Though it may be difficult to imagine an America without them, federally-funded social programs such as Medicare, Social Security, Medicaid, and Head Start were greatly opposed at their creation.

“When they were being debated — special interests, devoted to sustaining the status quo that served them well — fought hard to prevent these valuable programs from becoming law,” said Seth Ginsberg, president of the Global Health Living Foundation. “Today the same dance is occurring. Senators like Max Baucus, who has accepted nearly $3 million from the health insurance lobby, are trying to deny Americans the right to healthcare.”

Patients in other countries with nationalized healthcare services may advocate for improvements in their programs. But almost never do these patients ask for a system like America’s.

Tellingly, the British exalted their National Health Service to the world in their recent 2012 Summer Olympics Opening Ceremony in London.

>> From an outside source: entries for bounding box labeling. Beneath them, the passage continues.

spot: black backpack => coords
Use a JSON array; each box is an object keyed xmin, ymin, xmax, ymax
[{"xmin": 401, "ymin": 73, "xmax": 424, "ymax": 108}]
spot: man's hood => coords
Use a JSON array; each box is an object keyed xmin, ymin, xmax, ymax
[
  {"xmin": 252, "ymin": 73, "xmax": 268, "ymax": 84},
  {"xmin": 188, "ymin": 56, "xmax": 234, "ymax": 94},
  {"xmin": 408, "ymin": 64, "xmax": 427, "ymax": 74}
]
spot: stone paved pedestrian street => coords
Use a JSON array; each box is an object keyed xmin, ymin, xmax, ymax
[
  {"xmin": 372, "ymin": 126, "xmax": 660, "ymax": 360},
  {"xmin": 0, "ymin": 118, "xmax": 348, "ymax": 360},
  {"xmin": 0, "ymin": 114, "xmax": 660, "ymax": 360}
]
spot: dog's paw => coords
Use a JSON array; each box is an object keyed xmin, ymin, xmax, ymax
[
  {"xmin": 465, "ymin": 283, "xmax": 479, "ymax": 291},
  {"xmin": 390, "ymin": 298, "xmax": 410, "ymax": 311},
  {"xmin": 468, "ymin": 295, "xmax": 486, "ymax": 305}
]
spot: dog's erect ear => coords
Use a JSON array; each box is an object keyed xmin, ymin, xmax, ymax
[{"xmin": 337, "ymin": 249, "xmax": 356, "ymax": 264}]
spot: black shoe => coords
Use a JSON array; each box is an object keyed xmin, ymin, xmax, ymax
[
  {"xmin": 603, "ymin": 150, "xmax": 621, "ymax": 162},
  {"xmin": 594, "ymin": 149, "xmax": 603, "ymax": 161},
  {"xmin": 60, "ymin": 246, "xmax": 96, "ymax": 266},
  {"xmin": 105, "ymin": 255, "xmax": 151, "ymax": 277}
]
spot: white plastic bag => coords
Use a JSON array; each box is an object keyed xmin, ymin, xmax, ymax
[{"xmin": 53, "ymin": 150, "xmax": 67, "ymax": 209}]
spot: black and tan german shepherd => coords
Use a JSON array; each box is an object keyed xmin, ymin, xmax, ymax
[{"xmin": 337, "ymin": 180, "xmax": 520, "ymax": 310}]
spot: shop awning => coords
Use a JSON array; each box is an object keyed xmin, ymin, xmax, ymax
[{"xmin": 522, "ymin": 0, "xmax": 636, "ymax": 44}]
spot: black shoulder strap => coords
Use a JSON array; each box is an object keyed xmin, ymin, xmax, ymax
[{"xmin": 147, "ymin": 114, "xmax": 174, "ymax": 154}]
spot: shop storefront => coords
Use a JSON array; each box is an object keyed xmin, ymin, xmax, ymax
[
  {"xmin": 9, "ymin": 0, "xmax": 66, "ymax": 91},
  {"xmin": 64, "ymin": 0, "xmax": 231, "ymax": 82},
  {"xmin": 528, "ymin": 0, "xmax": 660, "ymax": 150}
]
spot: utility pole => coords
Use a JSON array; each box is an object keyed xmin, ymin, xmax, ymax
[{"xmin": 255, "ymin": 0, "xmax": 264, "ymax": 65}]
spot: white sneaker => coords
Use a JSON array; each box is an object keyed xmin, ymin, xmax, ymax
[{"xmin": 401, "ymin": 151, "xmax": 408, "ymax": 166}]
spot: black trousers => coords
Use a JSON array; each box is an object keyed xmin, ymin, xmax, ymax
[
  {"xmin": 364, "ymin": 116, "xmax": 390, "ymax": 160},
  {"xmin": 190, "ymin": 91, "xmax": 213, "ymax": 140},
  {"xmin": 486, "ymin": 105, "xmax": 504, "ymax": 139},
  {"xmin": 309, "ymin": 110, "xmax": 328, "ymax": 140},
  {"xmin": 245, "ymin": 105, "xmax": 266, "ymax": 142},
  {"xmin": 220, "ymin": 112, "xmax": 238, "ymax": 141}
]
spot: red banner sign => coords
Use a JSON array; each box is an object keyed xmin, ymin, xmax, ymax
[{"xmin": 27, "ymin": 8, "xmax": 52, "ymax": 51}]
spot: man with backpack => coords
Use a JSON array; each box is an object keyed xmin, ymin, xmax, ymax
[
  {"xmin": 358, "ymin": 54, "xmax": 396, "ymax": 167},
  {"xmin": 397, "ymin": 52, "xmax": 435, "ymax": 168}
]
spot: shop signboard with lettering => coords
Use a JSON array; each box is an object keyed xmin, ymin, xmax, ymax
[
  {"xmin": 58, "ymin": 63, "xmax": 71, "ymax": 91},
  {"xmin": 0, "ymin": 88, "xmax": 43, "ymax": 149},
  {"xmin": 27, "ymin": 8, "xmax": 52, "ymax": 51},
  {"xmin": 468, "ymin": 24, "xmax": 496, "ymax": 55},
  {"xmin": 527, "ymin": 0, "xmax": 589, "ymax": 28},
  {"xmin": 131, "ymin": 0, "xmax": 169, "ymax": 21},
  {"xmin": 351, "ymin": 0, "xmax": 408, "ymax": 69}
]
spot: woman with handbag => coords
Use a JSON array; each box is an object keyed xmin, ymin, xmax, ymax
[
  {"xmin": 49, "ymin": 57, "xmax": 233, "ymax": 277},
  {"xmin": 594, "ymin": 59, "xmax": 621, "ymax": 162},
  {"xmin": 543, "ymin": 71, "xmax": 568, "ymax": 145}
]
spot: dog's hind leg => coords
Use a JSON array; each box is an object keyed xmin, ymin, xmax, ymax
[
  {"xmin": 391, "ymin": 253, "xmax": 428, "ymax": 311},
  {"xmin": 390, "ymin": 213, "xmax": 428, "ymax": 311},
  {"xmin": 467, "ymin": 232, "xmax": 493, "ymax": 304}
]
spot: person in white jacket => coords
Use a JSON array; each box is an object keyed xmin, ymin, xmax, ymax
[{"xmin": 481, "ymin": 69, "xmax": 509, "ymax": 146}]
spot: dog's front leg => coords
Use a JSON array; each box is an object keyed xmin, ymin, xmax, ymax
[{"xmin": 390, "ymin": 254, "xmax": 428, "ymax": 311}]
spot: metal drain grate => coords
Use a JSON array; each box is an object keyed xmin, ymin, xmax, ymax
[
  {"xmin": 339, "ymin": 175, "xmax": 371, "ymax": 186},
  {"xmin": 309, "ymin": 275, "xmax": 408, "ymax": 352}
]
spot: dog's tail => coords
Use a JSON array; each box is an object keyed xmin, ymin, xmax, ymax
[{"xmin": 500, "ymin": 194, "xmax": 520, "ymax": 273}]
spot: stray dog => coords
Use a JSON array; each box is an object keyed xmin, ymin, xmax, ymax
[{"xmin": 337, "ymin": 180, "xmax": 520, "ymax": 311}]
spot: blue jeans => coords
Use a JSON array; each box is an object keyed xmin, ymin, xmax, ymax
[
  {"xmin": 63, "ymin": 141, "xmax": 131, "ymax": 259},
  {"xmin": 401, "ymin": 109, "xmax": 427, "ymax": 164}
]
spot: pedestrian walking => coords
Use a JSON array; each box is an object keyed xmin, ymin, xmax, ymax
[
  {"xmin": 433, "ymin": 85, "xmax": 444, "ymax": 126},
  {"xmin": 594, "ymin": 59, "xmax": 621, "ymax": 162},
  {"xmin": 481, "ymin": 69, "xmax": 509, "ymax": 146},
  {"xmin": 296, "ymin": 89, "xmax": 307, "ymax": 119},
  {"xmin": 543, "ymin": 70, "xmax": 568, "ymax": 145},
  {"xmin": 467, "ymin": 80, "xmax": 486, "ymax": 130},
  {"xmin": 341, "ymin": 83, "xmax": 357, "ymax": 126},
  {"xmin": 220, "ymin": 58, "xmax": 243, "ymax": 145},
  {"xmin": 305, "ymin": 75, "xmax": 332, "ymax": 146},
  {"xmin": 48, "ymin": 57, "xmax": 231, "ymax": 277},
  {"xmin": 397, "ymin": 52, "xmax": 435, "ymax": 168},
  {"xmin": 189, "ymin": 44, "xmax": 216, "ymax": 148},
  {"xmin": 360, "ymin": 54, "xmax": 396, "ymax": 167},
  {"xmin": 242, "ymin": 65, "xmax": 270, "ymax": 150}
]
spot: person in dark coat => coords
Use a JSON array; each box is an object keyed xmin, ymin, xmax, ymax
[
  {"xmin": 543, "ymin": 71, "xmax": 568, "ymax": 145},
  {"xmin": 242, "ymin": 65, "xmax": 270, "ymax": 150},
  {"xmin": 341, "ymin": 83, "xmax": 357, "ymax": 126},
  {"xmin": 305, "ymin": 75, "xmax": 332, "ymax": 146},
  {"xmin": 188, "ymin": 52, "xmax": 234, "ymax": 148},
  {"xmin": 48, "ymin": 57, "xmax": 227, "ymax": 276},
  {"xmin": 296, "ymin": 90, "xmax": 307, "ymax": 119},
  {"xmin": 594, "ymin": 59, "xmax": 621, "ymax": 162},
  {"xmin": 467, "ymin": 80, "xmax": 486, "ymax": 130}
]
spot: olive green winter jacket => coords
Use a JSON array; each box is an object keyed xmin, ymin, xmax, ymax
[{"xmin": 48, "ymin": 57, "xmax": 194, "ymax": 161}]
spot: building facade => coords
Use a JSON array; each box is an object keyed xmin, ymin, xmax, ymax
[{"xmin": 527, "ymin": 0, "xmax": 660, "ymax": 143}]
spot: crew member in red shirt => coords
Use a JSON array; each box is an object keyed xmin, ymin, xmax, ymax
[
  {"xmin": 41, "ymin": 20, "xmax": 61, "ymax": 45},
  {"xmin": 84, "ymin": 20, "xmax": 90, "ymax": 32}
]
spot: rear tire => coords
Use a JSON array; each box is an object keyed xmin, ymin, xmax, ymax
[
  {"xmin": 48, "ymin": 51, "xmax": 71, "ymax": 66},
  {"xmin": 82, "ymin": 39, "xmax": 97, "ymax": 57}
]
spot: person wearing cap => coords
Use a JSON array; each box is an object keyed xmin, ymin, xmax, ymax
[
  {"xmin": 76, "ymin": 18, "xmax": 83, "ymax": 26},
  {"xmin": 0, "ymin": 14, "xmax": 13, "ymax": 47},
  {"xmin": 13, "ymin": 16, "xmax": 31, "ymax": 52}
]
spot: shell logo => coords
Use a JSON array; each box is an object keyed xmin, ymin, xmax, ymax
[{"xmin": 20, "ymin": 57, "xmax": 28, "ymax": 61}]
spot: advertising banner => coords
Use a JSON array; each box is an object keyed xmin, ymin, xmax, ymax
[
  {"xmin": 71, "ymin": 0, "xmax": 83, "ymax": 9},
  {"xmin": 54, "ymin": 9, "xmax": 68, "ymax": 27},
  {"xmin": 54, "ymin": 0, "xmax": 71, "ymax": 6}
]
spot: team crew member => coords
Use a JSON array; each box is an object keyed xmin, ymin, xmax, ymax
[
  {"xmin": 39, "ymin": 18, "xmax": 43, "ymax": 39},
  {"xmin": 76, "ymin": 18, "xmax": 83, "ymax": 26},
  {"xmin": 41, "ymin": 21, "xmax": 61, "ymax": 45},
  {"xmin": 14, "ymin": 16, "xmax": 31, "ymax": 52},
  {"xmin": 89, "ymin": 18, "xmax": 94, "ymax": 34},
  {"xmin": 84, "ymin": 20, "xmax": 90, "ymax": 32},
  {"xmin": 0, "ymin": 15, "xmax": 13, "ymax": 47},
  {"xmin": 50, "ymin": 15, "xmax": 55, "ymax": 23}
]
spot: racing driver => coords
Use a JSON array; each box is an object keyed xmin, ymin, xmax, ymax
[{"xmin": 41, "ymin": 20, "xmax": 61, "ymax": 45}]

“Patients in foreign countries all agree that they do not want anything even close to the American healthcare system,” Tharp said. “They could not imagine, for example, citizens of their country going bankrupt to pay for healthcare. But in the U.S. it is common.”

The current overall effect of healthcare on U.S. patients is bleak.

In 2007, 62 percent of bankruptcies in the U.S. — more than half a million — were linked to medical expenses. Eighty percent of those filing actually had health insurance. And this was before the great recession hit the following year.

“This is more than unfortunate,” Ginsberg said. “It’s embarrassing. It’s cruel. It’s unnecessary.

“Why tout American exceptionalism to the world when we as a society might forego taking care of our own?”

Tharp says ideologues are hijacking the conversation, working to convince Americans that nearly all government is bad. This despite the fact that the majority of Americans support federally-provided programs such as Medicare and Social Security.

“Paul Ryan’s entry into the presidential race has put Medicare into dangerous crosshairs like never before,” Ginsberg said. “But this is not a Democratic/Republican fight. It’s not a conservative/liberal fight. It is a special interest vs. the public good fight.”

The public good cannot lose that fight, Tharp said.

“When the public good loses to special interests, the loss is immediate as well as generational,” Tharp said. “And long after the arguments are forgotten, the harshness and unfairness remains institutionalized– a part of the social fabric that quashes our dreams, increases our stress, and shortens our lives.”